Athéna soupira et empoigna la tablette que Herbert tenait dans son poing gauche.

— Non, je vais prendre sa place, dis-je avec assurance.

— Il veut que je commence, alors ses désirs seront réalisés ! s'exclama Athéna en me foudroyant du regard. Elle s'avança lentement jusqu'à la frontière forêt-plaine. Elle inspira profondément et posa le pied sur l'herbe fraîche et fleurie.

— Ne le fais pas, lui ordonna nerveusement Sol.

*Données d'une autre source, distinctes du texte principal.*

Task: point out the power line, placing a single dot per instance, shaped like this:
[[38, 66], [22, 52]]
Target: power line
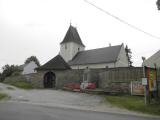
[[119, 19]]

— Le temps presse, s'impatienta Herbert en tapotant une montre imaginaire. L'avion va partir..., ajouta-t-il en rejoignant Athéna. Avance donc plus vite princesse ! ordonna Herbert en lui donna un coup dans le dos. Elle observa la carte, puis la plaine et elle le traversa. Elle marchait avec précaution, mais avec une certaine rapidité. Je frissonnais à chacun de ses pas, craignant qu'elle n'actionne une mine. Elle traversa agilement la plaine et rejoignit la lisière opposée.

Je respirais enfin.

— Fais le chemin en sens inverse pour que nous puissions te suivre maintenant, demanda Herbert en chantonnant. Athéna s'exécuta et fut de retour fort rapidement.

Ares attrapa Kaya et la hissa sur son dos pour qu'elle n'ait pas à marcher. Adonis le remercia chaleureusement et nous suivîmes Herbert, en file indienne. Les armes, mêmes lourdes, furent soulevées par des groupes de quatre à six hommes.

C'était inespéré, nous étions tous sains et saufs en arrivant. Herbert respira un bon coup et se remit aussitôt en marche vers la base aérienne de la bulle. Je me demandai si quelqu'un nous avait déjà repéré, auquel cas, nous étions fichus. Une pluie de balles et de décharges électriques venant des armes ultras perfectionnées des soldats protégeant la zone, nous assailliraient dans les prochaines minutes.

— Ici, plus un mot, ordonna sévèrement Herbert. Il valait mieux l'écouter. Ses sbires se remirent en rang, fermant la marche et nous continuâmes d'avancer dans un silence de plomb.

J'avais l'impression, tant nos langues étaient liées, que le moindre de nos pas avertirait les sentinelles de notre présence. Le moindre craquement, hululement, piaillement, me faisait sursauter ou frissonner. Je ne voulais pas mourir cette nuit.